China and the Art Of Deal
During a recent interview for our forthcoming documentary on the U.S.-China relationship, Henry Kissinger, the 56th Secretary of State, said: "If we [the United States and China] were to clash, it would be a disaster for the whole world. So the relationship is an exploration of our necessities. And it is an effort to make the Better Angels of our nature dominate amidst a maelstrom of events."
Those lofty ideals are plainly needed today, especially at a time when we face new Cold War realities with Russia. They also happen to be constricted by persistently negative U.S. public opinion about China, driven in large part today, as Trump's campaign successfully highlighted, by jobs lost to China.
But what if U.S. sentiment towards China could be changed now through a policy that settled the score--returned solid middle-class jobs to America even before the wave of middle-class Chinese become the natural buyers for our goods and services over the next 5-10 years? What if such a policy would also reduce our treasury debt to China, replacing it with longer-term equity (or quasi equity) and also made a significant dent in our infrastructure deficit?
It turns out this policy could very well prove to be in China's financial interest. Perhaps all that is needed is a master dealmaker to put it together.
China has built up an astounding mountain of monetary reserves, a large portion of which is comprised of U.S. government securities. But this Chinese capital faces a specific dilemma in today's loose monetary environment: How to convert soft-dollar assets like Treasury bills into hard-dollar assets to inoculate it, amongst other things, against the possibility of future inflation.
The two countries need a more solid economic grand bargain, a new framework that puts an end to this dilemma once and for all.
There is a fairly obvious exchange that aligns China's needs to protect its reserves with America's need to reduce its debt while renovating its infrastructure. China would over time redeem its holdings of U.S. debt into a more protected stake in U.S. infrastructure providing the crucial capital to rebuild its rival.
Instead of China recycling its trade surpluses into the more risky tasks of building its neighbors in Asia, and investing in Latin America and Africa, why not recycle that money into America's $3 trillion infrastructure deficit?
One is still left with the reality that there is strong resistance in the U.S. to the Chinese investing in our infrastructure. In part, this is based on a misunderstanding.
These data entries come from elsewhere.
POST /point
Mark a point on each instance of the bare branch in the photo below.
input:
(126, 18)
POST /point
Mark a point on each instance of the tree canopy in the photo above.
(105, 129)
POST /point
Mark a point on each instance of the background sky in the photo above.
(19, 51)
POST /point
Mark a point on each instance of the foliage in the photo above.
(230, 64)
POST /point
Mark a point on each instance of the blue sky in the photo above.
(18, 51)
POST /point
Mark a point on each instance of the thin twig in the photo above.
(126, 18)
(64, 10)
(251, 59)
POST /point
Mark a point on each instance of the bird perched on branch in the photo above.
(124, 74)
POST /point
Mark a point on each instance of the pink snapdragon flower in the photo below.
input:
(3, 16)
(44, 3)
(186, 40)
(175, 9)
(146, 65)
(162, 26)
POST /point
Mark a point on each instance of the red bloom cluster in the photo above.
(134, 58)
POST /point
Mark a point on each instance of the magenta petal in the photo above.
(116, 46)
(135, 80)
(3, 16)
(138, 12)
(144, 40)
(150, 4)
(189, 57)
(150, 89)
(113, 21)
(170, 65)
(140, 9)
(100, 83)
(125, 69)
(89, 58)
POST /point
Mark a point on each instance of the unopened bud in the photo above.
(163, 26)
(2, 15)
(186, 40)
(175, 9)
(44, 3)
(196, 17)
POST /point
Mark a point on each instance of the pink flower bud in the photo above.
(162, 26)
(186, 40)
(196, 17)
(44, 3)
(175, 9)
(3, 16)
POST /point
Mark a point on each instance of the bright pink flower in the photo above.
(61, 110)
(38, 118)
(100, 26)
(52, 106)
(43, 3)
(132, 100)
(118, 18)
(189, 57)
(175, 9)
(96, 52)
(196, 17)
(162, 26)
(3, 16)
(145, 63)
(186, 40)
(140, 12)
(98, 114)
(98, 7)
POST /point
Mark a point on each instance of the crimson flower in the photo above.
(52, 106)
This effort would not require the selling of state assets outright or the elimination of state control or ownership of them, all of which are political non-starters. More than enough capital can be raised by soliciting minority equity positions or long-term debt that unlike treasuries can't be sold at the investor's whim. Countries like Australia have long shown it is possible to secure long-term capital from China for infrastructure without abdicating control.
Still, breaking through U.S. resistance will require the Chinese to adopt a more proactive posture, as they have elsewhere in the world. Here is their playbook: First, they announce with great fanfare their goals for total investment in a particular continent. Next, they wait for individual countries within the continent to compete for the fixed pool of capital allocated to that continent, in effect creating a beauty contest.
There is no reason China couldn't create a similar dynamic in America thanks to our federal system. If New York isn't interested in their money, they still have 49 other choices. It just requires the same type of bold, upfront commitment China has made elsewhere.
A five-year, half-trillion-dollar commitment to American infrastructure, by inviting follow-on capital from other sources, could be the quickest path to a middle-class job bonanza in the United States. It would begin the process of changing U.S. public opinion toward China, with China being viewed increasingly as a job creator, not a destroyer. It would act as a bridge until China's middle class takes its rightful place and is able to pull its own weight in the international trading system.
That commitment is of course much more likely to happen if the federal government signals its openness to such a policy. President-elect Trump is a builder who has already said revamping our infrastructure is going to be a top priority. He has also stated he is committed to fixing the balance sheet of America by reducing our $20 trillion treasury debt. And one of his signature promises--to win back middle-class jobs from China--is more likely to be accomplished by welcoming Chinese capital for our infrastructure than by naming China a currency manipulator on day one, a much more risky policy that in any case was more suited to circumstances a decade ago.
Most significantly, by moving the needle on public opinion, it could open up the floodgates for resolving our other pressing issues with the Middle Kingdom.
"History does not repeat itself, but it rhymes," or so said Mark Twain. How ironic would it be if a U.S. president who had built his political reputation on strident opposition to China turned out to be the one who achieved the most consequential breakthrough in bilateral relations since another China foe, Richard Nixon, made his epic trip to Beijing in 1972.